DIKU Bits: Learning Explainable Models of Behaviour
On 26 April the Software, Data, People, & Society (SDPS) Section at Department of Computer Science, University of Copenhagen, will give a DIKU Bits lecture
Tijs Slaat, Associate Professor at the University of Copenhagen's Department of Computer Science in the Software, Data, People, & Society Section.
Learning Explainable Models of Behaviour
Process discovery algorithms learn models of behaviour, e.g. how people do their work. While most AI approaches focus predominantly on the accuracy of models for e.g. classification and prediction, process models also have a strong focus on human-understanding: they are meant to be descriptive and explainable to regular business users.
In this talk I will discuss exciting recent advances we’ve made in this field and the myriads of interesting research questions that are still open to explore.
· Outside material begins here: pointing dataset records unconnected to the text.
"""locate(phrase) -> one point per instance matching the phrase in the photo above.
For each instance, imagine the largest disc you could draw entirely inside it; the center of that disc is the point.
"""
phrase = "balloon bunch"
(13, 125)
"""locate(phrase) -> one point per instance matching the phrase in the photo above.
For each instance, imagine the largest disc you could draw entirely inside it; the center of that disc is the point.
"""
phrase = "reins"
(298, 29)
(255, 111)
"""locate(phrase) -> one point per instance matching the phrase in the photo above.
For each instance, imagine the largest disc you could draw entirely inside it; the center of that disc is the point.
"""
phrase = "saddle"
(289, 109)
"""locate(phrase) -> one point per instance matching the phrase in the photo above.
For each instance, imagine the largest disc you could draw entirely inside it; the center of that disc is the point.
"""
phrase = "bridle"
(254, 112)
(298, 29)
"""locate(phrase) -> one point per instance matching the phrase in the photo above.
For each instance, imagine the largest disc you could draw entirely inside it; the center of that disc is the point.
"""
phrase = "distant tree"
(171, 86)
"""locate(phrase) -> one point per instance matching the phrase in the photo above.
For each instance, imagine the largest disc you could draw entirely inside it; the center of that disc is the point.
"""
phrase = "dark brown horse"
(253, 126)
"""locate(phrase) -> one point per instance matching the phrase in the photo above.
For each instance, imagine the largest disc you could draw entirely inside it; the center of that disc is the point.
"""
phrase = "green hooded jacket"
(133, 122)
Which courses do you teach?I’m teaching the M.Sc. level course on Software Engineering and Architecture and teach part of the B.Sc. course on Reactive and Event Based Systems.
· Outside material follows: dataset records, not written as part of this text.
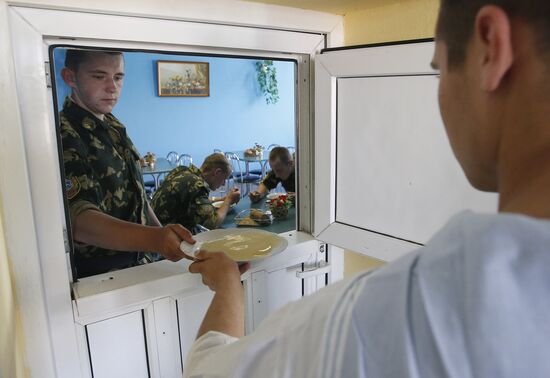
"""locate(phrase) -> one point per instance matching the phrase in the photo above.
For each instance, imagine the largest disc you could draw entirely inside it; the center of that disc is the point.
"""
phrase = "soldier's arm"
(152, 216)
(97, 228)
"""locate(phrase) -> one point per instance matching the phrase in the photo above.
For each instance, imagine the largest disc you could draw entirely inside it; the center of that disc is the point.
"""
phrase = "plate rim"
(281, 247)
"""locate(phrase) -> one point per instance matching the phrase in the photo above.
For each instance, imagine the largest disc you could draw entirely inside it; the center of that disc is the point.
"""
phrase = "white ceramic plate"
(219, 204)
(243, 244)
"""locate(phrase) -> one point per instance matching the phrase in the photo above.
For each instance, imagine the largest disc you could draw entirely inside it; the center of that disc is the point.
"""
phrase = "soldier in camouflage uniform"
(110, 216)
(183, 195)
(282, 171)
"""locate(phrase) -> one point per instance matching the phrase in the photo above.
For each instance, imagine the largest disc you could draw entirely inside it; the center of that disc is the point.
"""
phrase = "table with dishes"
(161, 166)
(247, 159)
(277, 226)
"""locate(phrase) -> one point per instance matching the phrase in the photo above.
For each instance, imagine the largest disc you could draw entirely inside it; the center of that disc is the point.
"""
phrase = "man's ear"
(69, 77)
(492, 34)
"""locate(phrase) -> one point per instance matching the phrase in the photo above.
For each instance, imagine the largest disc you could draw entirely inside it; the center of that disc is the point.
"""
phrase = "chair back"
(292, 151)
(185, 160)
(172, 157)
Which technology/research/projects/startup are you excited to see the evolution of? On a personal level I’m very excited by the recent success of the DisCoveR process miner, developed by students from DIKU and myself, which was recognized as the best discovery algorithm at the international conference on process mining last year. At the moment we’re working hard on further developing the algorithm and creating a user-friendly toolset around it, in part supported by DIREC through the AI and Blockchains for Complex Business Processes project.
On a more general level I’m quite enthusiastic about the recent societal attention that explainable AI has been receiving. The increasing ubiquity of machine learning and AI influencing our daily life makes it critical that ordinary citizens can understand how these algorithms and models are making decisions for them. I believe process discovery can play an important role as a case study on how one can successfully treat human-understanding as a key design factor during the entire lifecycle of machine learning algorithms and tools.
What is your favorite sketch from the DIKUrevy? I’m afraid that I’ve not yet been properly introduced to DIKUrevy.